Looking at other Women’s Health Week resources, I found the same general health advice: eat healthy, exercise, seek routine preventive care, avoid unhealthy behaviors, and foster good mental health. Yes, these are all vital to maintaining health, but hasn’t almost everyone heard this advice at least 100 times? And shouldn’t people of all genders aim to practice these healthy behaviors? Of all the extremely important women’s health issues, this is what we focus on during a week dedicated to women’s health?

Many LBT women feel uncomfortable talking about their sexual orientation or gender identity, preventing them from getting the care they deserve.

I was ready to give up on this post when I was inspired by some simple words from my mother. She was a single mom who returned to college when my sisters and I were in elementary school. Despite having three daughters to raise alone, she managed to excel in school and eventually complete a graduate degree.

My mom is a fighter, and she fought for her health and the health of her children. She disagreed with healthcare providers if she was unsatisfied with their diagnosis or treatment plan. We lived in poverty, went through periods of being uninsured, and had limited access to competent healthcare providers. Yet, my mom always advocated for the best possible care. And, believe me, we got it.
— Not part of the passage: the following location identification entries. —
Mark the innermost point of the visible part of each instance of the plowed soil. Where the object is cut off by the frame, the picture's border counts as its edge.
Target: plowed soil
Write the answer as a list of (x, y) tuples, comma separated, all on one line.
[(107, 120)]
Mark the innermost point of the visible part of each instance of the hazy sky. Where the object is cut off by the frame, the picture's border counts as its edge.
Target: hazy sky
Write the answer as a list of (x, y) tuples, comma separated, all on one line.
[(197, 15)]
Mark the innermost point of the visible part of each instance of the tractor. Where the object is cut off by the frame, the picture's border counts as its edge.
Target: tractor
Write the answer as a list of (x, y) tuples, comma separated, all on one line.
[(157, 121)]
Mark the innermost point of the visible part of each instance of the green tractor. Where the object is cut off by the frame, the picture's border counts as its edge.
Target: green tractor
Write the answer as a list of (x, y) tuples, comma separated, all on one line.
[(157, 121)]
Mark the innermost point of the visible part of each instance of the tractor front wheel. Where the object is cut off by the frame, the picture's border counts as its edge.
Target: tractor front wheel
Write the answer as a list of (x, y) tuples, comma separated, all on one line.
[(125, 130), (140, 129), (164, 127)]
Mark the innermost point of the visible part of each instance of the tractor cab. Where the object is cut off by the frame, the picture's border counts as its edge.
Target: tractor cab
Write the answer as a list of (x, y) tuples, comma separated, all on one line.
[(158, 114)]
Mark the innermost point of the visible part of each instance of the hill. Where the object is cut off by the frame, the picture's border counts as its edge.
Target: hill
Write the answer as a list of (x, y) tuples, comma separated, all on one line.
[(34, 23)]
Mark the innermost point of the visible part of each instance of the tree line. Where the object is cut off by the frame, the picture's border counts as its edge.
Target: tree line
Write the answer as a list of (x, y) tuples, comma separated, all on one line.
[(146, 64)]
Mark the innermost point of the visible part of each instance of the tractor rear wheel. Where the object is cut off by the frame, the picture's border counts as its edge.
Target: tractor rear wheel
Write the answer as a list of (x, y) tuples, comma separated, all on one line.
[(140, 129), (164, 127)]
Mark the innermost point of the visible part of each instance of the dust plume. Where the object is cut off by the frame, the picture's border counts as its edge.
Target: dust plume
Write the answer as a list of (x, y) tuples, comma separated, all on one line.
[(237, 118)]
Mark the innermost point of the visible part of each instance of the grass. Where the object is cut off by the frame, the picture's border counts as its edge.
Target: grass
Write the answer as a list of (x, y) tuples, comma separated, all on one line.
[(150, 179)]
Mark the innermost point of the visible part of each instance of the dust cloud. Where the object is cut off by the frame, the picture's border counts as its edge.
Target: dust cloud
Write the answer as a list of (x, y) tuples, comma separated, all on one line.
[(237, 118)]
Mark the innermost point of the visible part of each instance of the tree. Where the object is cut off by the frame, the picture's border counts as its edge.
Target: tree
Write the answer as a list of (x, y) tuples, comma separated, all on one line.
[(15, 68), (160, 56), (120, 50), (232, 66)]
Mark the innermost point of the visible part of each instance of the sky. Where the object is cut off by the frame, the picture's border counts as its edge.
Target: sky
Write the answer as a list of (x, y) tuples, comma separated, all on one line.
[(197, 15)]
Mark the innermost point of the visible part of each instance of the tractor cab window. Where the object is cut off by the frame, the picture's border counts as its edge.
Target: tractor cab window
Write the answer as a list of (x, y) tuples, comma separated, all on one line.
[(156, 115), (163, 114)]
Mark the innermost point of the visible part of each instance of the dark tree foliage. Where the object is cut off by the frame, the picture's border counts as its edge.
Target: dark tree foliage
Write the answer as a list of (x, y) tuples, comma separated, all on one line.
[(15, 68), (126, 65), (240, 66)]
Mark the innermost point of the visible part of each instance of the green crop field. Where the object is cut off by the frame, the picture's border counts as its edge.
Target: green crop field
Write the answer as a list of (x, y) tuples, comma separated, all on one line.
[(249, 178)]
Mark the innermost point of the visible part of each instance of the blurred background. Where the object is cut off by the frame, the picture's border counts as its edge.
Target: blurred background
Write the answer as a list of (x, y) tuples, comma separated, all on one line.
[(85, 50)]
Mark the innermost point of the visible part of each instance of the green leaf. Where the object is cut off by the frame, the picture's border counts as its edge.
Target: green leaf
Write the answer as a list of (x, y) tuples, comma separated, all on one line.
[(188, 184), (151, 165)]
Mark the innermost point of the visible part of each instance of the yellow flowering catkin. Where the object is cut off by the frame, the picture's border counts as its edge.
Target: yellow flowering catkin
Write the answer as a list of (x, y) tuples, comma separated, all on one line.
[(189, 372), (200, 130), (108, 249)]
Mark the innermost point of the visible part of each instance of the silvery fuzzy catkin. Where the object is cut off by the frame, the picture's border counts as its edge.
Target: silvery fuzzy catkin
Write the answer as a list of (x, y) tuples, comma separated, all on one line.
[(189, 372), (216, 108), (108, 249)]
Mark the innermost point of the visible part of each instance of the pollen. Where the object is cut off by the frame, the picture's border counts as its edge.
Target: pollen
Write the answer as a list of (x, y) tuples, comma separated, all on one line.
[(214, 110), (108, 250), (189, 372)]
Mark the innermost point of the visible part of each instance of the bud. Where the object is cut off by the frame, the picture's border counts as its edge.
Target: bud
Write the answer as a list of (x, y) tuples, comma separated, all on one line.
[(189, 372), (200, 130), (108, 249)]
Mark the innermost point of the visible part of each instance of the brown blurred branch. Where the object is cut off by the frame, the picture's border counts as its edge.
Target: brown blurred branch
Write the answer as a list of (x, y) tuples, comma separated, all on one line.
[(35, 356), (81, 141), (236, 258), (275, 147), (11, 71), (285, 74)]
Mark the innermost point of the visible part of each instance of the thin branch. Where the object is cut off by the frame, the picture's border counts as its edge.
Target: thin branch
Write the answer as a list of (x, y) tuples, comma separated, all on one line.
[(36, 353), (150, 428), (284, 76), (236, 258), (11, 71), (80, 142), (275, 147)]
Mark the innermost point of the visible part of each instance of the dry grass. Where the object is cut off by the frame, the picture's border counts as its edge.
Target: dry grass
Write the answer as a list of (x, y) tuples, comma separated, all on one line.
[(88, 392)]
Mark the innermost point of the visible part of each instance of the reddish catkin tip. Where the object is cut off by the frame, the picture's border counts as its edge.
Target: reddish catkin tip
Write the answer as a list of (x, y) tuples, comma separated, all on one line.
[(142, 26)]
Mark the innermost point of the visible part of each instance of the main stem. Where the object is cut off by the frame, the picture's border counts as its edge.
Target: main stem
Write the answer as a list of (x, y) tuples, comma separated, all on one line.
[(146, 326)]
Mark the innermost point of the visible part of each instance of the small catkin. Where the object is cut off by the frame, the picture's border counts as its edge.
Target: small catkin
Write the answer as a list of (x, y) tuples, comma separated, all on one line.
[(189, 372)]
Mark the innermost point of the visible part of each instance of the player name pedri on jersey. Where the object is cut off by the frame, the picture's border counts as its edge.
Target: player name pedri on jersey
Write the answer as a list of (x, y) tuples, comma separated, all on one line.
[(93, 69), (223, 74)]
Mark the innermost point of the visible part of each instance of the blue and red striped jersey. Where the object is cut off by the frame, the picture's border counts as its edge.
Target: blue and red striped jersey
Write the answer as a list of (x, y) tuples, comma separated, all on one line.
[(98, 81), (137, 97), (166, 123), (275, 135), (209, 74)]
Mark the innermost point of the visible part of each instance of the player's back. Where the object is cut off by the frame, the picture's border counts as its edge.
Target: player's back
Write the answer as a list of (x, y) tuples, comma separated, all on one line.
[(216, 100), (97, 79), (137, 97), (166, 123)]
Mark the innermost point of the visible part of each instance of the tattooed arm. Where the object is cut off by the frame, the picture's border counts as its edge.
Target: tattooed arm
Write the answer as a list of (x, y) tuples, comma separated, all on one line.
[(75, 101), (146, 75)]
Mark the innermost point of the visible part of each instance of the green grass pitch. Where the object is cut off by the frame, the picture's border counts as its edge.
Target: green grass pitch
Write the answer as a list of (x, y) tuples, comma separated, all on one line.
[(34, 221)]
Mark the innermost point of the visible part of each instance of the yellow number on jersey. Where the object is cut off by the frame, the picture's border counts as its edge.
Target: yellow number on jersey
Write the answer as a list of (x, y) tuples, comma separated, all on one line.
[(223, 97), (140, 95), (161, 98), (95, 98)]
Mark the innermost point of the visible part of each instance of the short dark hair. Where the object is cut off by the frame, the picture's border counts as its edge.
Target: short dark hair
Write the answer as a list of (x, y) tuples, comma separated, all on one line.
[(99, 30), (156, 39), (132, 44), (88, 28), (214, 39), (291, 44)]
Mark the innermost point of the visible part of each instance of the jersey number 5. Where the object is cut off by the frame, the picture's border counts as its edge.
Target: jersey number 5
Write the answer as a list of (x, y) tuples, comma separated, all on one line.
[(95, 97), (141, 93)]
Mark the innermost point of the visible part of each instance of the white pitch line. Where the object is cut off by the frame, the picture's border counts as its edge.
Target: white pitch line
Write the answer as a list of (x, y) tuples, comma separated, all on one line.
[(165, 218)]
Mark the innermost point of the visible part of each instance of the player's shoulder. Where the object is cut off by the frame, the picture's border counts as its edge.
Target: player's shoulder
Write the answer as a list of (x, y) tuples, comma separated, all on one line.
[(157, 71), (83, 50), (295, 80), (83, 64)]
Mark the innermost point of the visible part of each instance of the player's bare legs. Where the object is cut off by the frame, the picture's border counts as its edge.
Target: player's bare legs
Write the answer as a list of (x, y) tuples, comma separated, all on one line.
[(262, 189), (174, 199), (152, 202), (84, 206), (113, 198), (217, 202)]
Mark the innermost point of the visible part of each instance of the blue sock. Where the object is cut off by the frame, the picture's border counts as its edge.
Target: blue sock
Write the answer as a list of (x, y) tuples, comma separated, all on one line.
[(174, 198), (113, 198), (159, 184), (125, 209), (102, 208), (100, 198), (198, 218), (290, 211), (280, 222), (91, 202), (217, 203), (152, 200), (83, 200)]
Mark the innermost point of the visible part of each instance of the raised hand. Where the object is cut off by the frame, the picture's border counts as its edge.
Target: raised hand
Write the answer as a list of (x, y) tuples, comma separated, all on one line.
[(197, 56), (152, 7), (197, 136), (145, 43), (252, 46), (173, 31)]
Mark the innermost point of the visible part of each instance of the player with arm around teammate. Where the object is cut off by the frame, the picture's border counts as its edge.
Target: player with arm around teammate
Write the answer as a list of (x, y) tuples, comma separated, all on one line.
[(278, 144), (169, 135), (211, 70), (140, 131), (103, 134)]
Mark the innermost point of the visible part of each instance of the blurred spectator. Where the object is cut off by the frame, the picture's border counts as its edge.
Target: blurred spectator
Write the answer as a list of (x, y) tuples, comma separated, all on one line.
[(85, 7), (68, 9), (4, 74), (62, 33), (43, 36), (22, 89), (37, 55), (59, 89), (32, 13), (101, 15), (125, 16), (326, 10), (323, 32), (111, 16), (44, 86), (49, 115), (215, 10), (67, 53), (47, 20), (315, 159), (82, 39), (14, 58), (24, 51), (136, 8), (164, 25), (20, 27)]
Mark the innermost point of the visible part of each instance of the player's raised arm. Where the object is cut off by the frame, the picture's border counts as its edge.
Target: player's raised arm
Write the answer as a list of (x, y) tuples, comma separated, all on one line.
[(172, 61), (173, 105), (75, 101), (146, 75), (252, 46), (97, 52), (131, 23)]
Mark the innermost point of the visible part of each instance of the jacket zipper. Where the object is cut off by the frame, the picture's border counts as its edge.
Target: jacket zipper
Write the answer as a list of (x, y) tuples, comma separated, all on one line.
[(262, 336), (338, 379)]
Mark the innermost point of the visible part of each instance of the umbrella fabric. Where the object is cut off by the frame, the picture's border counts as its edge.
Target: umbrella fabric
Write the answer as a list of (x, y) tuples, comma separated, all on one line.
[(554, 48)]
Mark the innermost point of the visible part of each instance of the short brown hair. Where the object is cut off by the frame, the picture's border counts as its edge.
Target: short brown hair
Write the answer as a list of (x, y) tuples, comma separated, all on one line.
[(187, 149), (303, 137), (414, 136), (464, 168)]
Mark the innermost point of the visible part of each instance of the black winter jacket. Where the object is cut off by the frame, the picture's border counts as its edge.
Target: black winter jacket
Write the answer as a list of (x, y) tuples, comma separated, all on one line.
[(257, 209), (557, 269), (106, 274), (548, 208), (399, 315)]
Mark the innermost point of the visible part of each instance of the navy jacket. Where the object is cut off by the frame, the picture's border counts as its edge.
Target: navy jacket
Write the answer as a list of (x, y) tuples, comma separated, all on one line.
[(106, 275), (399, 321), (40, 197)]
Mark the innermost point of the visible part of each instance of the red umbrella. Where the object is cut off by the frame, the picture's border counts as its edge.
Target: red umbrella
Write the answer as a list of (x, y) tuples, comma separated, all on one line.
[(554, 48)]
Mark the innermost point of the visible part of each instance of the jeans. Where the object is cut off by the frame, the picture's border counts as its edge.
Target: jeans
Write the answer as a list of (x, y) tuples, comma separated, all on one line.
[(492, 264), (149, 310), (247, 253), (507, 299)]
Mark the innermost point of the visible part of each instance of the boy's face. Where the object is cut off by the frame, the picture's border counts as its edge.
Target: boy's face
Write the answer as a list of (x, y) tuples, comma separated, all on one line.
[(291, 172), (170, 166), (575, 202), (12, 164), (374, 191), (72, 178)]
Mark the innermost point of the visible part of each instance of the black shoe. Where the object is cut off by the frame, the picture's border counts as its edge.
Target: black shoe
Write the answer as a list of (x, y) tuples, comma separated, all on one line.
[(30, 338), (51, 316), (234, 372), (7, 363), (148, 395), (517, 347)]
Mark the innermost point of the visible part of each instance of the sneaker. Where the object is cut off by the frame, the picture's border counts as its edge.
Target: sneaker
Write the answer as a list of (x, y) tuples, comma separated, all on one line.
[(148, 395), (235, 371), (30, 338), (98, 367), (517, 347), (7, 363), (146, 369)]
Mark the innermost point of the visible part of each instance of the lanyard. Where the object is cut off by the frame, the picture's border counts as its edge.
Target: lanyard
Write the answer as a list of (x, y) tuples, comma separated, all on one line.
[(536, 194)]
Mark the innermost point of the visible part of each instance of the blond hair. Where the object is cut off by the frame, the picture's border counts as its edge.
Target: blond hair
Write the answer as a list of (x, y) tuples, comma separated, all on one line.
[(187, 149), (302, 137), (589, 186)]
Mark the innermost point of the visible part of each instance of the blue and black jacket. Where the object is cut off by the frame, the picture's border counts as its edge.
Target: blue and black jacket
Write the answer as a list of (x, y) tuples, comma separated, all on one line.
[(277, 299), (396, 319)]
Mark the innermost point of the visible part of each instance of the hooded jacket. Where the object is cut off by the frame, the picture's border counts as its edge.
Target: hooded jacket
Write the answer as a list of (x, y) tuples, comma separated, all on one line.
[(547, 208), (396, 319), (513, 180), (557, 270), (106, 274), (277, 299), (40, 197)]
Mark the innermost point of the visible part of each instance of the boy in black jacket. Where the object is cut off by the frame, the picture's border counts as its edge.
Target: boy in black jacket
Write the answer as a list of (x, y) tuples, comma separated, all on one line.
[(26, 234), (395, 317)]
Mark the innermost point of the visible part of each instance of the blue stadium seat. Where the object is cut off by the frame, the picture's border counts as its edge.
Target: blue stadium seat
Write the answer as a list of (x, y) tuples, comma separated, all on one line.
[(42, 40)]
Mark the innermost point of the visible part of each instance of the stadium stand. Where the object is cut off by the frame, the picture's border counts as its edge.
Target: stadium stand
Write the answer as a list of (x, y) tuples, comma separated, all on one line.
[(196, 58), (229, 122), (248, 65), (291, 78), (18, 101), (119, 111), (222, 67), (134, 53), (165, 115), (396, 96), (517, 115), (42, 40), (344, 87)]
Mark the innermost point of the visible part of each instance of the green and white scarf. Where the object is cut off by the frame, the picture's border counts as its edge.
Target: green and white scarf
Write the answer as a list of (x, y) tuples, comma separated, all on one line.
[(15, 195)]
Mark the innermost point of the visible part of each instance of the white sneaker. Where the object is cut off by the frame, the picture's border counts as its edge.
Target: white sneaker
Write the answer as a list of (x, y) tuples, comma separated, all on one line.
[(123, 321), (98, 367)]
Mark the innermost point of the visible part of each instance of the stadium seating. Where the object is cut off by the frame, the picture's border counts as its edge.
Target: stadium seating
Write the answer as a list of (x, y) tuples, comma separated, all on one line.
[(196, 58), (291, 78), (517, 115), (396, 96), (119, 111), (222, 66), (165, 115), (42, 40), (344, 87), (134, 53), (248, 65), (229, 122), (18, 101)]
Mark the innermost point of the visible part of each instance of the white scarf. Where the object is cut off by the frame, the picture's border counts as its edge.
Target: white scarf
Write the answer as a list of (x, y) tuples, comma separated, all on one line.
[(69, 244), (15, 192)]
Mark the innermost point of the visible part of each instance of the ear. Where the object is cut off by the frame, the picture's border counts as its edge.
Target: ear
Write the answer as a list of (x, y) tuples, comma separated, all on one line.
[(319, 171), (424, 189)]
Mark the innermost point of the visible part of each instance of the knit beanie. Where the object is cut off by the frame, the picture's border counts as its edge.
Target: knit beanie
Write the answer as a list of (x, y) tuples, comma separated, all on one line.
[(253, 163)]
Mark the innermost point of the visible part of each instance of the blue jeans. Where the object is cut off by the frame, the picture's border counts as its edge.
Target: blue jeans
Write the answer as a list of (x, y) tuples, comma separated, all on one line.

I spoke to my mom a few days ago and we discussed some health problems she has been experiencing. She said to me, “Christina, why don’t doctors listen to their patients? I know my body better than anyone.” As we talked about her plans for seeking further care she told me that, “it always helps to be assertive.”

I was reminded why it’s important for all of us to participate in National Women’s Health week. This week is not just about knowing what behaviors lead to good health; it’s about empowering ourselves to be our own best health care advocates—especially as members of a traditionally marginalized (Lesbian, Bisexual, and Transgender) community.

This means:

  1. Taking responsibility for engaging in healthy behaviors;
  2. Being educated about the health issues that affect us;
  3. And not being afraid to fight for the healthcare we all deserve.

In celebration of National Women’s Health week, take a stand for your health! If you haven’t spoken to a medical or behavioral health care provider recently, make an appointment. Are you overdue for an HIV or STD test? Get one in honor of Women’s Health Week!

Be proactive about your health. Too often, we ignore our health and wellness needs until we are sick. Fenway offers these free services to help educate and support you, so you can be an active participant in your own health:

  • Wellness Coaching Free 30-minute, individual sessions with a health educator to learn about resources and goal setting for tobacco cessation, healthy eating, physical activity, and healthy sleep habits. For more information contact Tricia Dougherty at 617.927.6169 or
  • Take Charge Series A series of free, evening group sessions with a health educator to discuss topics related to tobacco cessation, healthy eating, physical activity, and healthy sleep habits. For more information, contact Tricia Dougherty at 617.927.6169 or
  • Contraception Counseling Free sessions with a contraception counselor to discuss contraceptive methods and explore options that work for you. To schedule an appointment, call 617.927.6000.

We also have the following research opportunities for women who want to help us better understand Women’s Health:

  • LifeSkills A 12 month research study that focuses on empowering young trans women to reduce sexual risk and improve their lives. You can learn more about this study by emailing
  • Vaginal Ring Study A study investigating the use of a medicated vaginal ring for HIV prevention.  More information is available by contacting Vince Pancucci at 617-927-6450 or .

Happy National Women’s Health Week and in the words of my mother: know your body and be assertive!